Saturday, November 26, 2016

To Republican Senators Who Rejected Trump: Don't Abandon Your Principles

Everyone assumes that Republicans have control of the Senate and that Democrats will have to resort to endless filibusters in attempting to stop those aspects of Trump’s agenda that denigrate or attack specific groups of American citizens on the basis of race, religion, ethnicity, gender, sexual orientation, or gender identity.  But there is another possibility, which strangely I have not seen discussed in the media nor regarding which I have received any petitions.

Four Republican Senators publicly disavowed Trump prior to the election … Gail Collins (ME), Ben Sasse (NE), Jeff Flake (AZ), and Lindsay Graham (SC) … saying that he was unfit to serve as President, that he would divide the country, that he did not respect human dignity, and did not represent their party.  What should they do now?

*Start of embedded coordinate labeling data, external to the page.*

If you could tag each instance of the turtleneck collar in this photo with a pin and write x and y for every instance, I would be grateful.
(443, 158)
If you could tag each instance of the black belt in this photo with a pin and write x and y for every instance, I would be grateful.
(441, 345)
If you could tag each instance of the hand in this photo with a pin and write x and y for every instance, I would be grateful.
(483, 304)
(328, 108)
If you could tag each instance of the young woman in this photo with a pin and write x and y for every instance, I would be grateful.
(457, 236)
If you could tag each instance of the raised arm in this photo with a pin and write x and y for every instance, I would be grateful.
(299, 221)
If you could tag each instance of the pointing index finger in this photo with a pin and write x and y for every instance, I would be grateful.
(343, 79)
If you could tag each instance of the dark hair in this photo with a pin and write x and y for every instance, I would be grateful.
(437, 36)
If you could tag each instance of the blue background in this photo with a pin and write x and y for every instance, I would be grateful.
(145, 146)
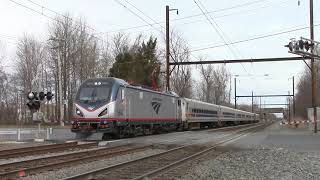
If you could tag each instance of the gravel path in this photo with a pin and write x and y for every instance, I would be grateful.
(259, 163)
(67, 172)
(25, 158)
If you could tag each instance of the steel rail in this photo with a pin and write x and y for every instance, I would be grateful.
(91, 174)
(50, 162)
(178, 163)
(11, 153)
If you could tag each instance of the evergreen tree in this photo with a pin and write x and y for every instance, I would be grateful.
(138, 63)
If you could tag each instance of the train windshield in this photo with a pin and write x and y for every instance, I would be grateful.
(94, 94)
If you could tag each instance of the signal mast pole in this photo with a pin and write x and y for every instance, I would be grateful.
(313, 72)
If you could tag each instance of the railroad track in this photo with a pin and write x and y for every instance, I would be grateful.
(151, 166)
(36, 150)
(31, 167)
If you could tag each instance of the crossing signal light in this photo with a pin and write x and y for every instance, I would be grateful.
(49, 96)
(42, 95)
(31, 95)
(301, 45)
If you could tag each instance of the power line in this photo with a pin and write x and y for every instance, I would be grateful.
(251, 39)
(196, 15)
(145, 14)
(47, 16)
(137, 15)
(59, 14)
(216, 27)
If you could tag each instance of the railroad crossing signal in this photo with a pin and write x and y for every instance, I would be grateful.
(303, 47)
(34, 99)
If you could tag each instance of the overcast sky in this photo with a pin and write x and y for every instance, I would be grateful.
(236, 20)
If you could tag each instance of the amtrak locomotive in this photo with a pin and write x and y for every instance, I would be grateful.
(114, 108)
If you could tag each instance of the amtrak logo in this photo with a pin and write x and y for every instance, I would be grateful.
(90, 108)
(156, 106)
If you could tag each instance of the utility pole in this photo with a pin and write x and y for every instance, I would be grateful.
(293, 101)
(167, 48)
(252, 102)
(313, 72)
(289, 108)
(260, 108)
(61, 103)
(235, 93)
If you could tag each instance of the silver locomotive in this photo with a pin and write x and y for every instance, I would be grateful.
(111, 107)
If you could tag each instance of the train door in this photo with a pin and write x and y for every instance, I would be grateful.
(179, 109)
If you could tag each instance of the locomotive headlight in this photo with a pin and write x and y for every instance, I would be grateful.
(78, 112)
(104, 112)
(31, 96)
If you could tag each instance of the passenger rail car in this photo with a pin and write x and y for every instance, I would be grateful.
(112, 107)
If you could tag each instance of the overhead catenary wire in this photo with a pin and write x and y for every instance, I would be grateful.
(57, 13)
(216, 27)
(191, 16)
(49, 17)
(137, 15)
(251, 39)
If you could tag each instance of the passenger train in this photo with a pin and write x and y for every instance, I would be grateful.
(113, 108)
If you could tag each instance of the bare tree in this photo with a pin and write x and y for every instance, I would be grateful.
(213, 85)
(181, 80)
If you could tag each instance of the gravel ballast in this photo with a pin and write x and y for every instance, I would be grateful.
(85, 167)
(259, 163)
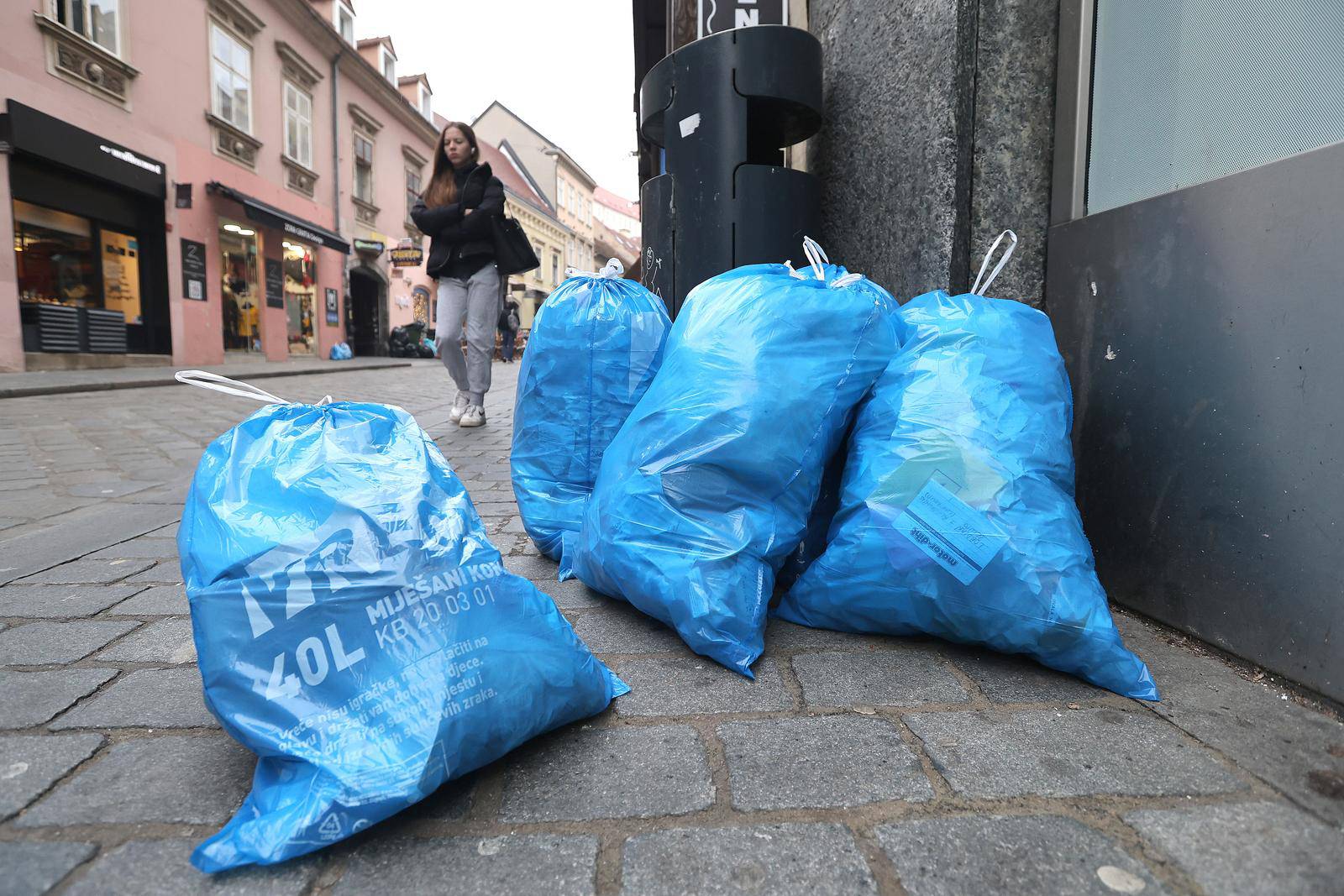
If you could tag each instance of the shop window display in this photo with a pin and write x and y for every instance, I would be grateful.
(241, 288)
(54, 255)
(300, 297)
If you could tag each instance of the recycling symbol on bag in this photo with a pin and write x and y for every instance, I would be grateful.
(329, 829)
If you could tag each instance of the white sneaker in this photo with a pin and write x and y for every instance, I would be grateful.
(459, 407)
(474, 416)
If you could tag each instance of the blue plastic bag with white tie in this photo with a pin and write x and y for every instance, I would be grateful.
(593, 351)
(354, 625)
(707, 488)
(956, 513)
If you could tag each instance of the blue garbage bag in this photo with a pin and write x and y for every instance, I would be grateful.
(709, 485)
(591, 354)
(958, 513)
(356, 629)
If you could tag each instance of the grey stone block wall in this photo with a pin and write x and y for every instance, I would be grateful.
(938, 134)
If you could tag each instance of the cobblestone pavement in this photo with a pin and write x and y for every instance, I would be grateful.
(853, 765)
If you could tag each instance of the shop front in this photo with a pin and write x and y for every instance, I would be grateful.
(270, 277)
(89, 241)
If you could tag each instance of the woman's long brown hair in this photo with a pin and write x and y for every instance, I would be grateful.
(443, 188)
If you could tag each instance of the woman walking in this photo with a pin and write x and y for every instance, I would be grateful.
(456, 211)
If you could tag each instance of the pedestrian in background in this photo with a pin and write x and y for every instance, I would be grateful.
(456, 211)
(510, 324)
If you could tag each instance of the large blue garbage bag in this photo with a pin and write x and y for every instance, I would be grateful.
(958, 513)
(709, 485)
(593, 351)
(355, 627)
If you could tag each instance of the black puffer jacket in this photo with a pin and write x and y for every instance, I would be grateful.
(460, 241)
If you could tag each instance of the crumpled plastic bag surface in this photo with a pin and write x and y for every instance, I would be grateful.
(593, 351)
(709, 485)
(958, 513)
(356, 629)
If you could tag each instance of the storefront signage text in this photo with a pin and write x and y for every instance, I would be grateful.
(194, 270)
(275, 282)
(302, 233)
(725, 15)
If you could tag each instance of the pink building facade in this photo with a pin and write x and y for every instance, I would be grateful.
(188, 181)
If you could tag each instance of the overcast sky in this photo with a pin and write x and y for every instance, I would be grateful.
(566, 67)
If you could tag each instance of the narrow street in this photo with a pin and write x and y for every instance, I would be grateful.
(851, 765)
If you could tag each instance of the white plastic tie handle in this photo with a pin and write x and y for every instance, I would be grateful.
(812, 249)
(980, 291)
(205, 379)
(612, 270)
(816, 255)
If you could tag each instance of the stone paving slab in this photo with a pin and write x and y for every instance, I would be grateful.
(694, 685)
(155, 600)
(1072, 752)
(145, 699)
(1290, 746)
(161, 868)
(165, 641)
(819, 763)
(33, 698)
(150, 779)
(1039, 855)
(45, 642)
(60, 600)
(564, 866)
(1247, 849)
(906, 678)
(822, 860)
(1019, 680)
(699, 781)
(31, 763)
(33, 868)
(608, 773)
(89, 573)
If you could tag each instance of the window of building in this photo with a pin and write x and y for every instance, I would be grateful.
(346, 23)
(300, 297)
(232, 74)
(98, 20)
(299, 125)
(241, 288)
(413, 190)
(363, 168)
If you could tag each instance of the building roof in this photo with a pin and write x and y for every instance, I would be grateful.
(383, 39)
(616, 203)
(546, 140)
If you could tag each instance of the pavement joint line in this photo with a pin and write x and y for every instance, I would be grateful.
(879, 864)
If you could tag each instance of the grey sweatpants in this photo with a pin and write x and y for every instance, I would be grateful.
(477, 302)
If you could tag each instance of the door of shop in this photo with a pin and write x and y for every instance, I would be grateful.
(1194, 282)
(365, 322)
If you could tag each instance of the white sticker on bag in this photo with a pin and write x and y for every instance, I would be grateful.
(954, 535)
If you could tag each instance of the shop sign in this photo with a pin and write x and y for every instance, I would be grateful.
(49, 137)
(194, 270)
(714, 16)
(275, 282)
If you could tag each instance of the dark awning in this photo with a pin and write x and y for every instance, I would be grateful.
(272, 217)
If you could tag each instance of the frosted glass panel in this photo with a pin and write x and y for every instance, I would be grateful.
(1189, 90)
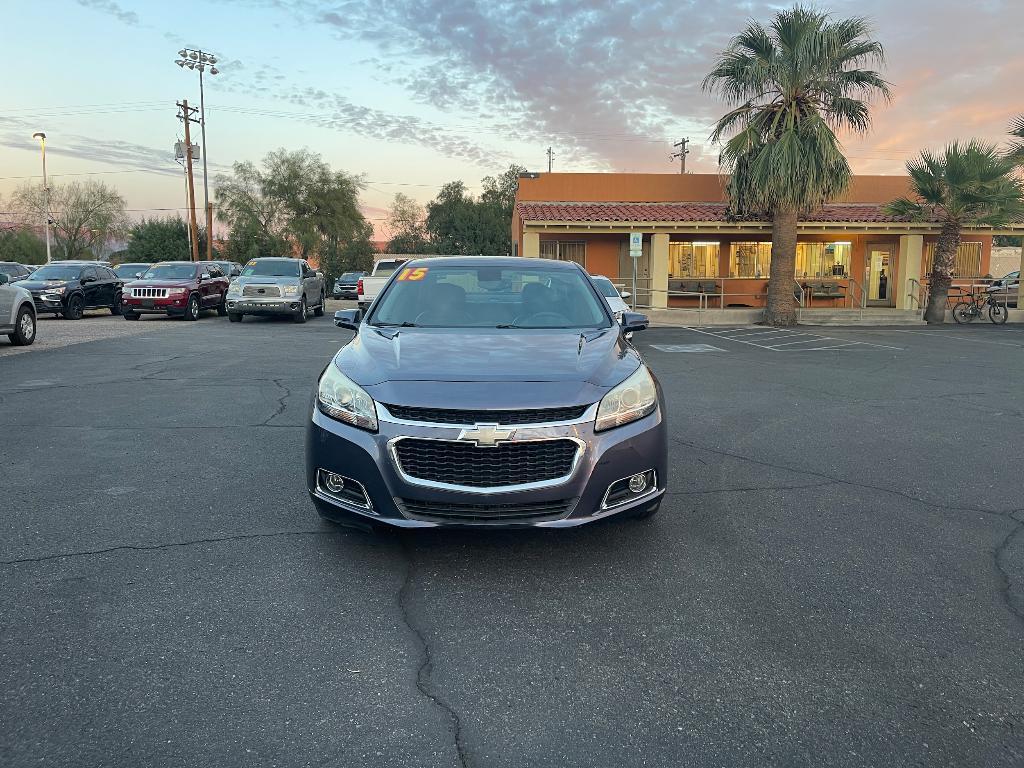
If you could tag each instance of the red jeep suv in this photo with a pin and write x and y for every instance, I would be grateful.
(176, 288)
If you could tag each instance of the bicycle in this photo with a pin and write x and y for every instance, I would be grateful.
(965, 311)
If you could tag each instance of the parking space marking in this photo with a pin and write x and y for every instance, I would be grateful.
(686, 348)
(783, 340)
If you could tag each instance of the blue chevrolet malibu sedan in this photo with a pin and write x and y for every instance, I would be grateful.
(485, 391)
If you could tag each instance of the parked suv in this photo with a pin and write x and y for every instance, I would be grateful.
(276, 286)
(180, 289)
(17, 312)
(69, 288)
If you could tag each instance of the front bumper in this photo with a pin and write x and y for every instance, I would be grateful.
(169, 305)
(605, 458)
(246, 305)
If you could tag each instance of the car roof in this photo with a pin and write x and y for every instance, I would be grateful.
(501, 261)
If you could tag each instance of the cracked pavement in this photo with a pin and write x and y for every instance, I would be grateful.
(836, 579)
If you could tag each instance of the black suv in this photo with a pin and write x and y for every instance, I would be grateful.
(69, 288)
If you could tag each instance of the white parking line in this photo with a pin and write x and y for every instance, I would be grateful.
(773, 340)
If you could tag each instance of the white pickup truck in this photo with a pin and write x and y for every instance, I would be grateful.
(370, 286)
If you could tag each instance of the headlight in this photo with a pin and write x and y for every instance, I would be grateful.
(634, 398)
(341, 398)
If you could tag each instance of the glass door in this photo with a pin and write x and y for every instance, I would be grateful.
(881, 286)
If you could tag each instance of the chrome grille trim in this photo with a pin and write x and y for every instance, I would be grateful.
(491, 489)
(265, 292)
(148, 293)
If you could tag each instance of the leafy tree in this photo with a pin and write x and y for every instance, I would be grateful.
(22, 245)
(969, 184)
(792, 86)
(293, 205)
(84, 214)
(406, 226)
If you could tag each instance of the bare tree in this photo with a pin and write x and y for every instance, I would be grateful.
(84, 214)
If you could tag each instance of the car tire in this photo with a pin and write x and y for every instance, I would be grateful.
(25, 328)
(74, 307)
(192, 309)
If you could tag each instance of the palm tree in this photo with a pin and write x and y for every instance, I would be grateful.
(969, 184)
(792, 86)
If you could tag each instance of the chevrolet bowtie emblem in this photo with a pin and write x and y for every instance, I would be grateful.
(486, 435)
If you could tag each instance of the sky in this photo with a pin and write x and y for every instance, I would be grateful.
(414, 93)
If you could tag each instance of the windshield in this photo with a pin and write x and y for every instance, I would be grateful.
(170, 271)
(129, 270)
(489, 297)
(606, 288)
(271, 268)
(55, 271)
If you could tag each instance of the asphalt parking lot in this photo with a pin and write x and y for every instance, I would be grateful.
(837, 578)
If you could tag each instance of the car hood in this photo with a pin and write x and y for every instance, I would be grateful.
(258, 280)
(487, 368)
(39, 285)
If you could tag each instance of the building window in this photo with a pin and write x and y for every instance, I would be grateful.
(564, 251)
(822, 259)
(750, 260)
(693, 259)
(966, 264)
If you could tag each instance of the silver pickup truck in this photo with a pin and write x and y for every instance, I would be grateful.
(276, 286)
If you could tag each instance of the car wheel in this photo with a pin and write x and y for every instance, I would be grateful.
(192, 309)
(74, 308)
(25, 329)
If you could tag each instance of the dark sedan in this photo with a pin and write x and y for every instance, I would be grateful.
(347, 285)
(487, 391)
(69, 288)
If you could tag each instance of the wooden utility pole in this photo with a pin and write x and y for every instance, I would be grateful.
(209, 231)
(186, 117)
(683, 152)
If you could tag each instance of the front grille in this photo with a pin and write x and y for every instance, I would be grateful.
(485, 513)
(454, 416)
(261, 291)
(457, 463)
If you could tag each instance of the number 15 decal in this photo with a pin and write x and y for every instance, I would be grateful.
(409, 273)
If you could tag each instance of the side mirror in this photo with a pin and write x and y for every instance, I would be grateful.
(634, 322)
(347, 318)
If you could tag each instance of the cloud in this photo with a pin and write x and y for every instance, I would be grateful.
(129, 17)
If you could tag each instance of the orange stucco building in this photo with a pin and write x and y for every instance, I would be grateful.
(849, 252)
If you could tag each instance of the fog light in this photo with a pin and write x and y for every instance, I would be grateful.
(334, 483)
(638, 483)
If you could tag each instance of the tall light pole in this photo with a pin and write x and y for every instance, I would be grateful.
(46, 192)
(198, 59)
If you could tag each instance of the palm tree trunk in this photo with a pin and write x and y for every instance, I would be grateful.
(942, 273)
(781, 309)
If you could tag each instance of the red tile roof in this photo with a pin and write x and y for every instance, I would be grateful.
(530, 211)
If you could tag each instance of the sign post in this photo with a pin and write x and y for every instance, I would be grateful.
(636, 251)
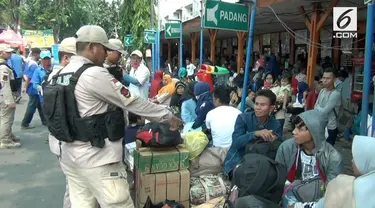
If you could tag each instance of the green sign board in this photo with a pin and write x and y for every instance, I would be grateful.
(149, 36)
(128, 40)
(172, 30)
(226, 16)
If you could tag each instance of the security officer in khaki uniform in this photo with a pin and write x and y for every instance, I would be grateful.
(97, 174)
(7, 102)
(113, 59)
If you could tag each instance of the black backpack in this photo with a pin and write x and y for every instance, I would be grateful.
(58, 115)
(12, 82)
(158, 135)
(261, 176)
(253, 201)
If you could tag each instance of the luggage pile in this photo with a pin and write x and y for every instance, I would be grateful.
(160, 170)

Trump is making a show of reaching out to those who slammed him, such as Mitt Romney, but it is only show and indicates no moderation of his positions and attitudes.  His true intentions are shown by the consistency of his character, the major appointments given his cronies, and most scarily his naming Steve Bannon, the racist, anti-Semitic alt right guru of Breitbart News, as the White House’s Chief Strategist and Senior Counselor.  (News Flash: Trump tells The New York Times that he disavows the alt right and that Bannon and Brietbart are not alt right or racist.  So much for honesty.)

The four have a critical decision to make now which will impact the future of this country and the welfare of their fellow citizens.  The new Senate will have 51 Republicans (including them), 48 Democrats, and 1 Independent who caucuses with the Democrats.  Thus Trump/
Republicans only control the Senate by a 2-vote margin.  The four have the power to nullify that.

Will the four have the courage of their convictions?  The most courageous position for them would be to switch their party identity to Independent (there is precedent for this).  They wouldn’t have to caucus with the Democrats, which they would probably be uncomfortable doing.  Just changing to Independent, and not caucusing with the Republicans, would deprive Republicans and Trump of a majority and thus control of the Senate and its committees.  Since they didn’t vote for him for President because they thought he was unfit, this would seem appropriate.

However, they are life-long Republicans, hold the Party (at least in its former iteration) dear, and so switching would be unlikely.  The next option, still courageous, would be for them to work with Trump and the Republican majority when they can morally support measures before the Senate, but clearly indicate, ideally upfront and in concert, that they will vote with the Democrats to block measures that are morally unacceptable.

The last option, which would show no courage whatsoever, would be to cave in to Trump’s bullying and act as part of the Republican majority regardless the measure.  To vote in lock-step with the majority leader as they did during the Obama administration.

Upon their action depends the fate of the nation not just for the next four years but perhaps for the foreseeable future.  Each of these Senators will have to decide what to do.  The issue cannot be evaded.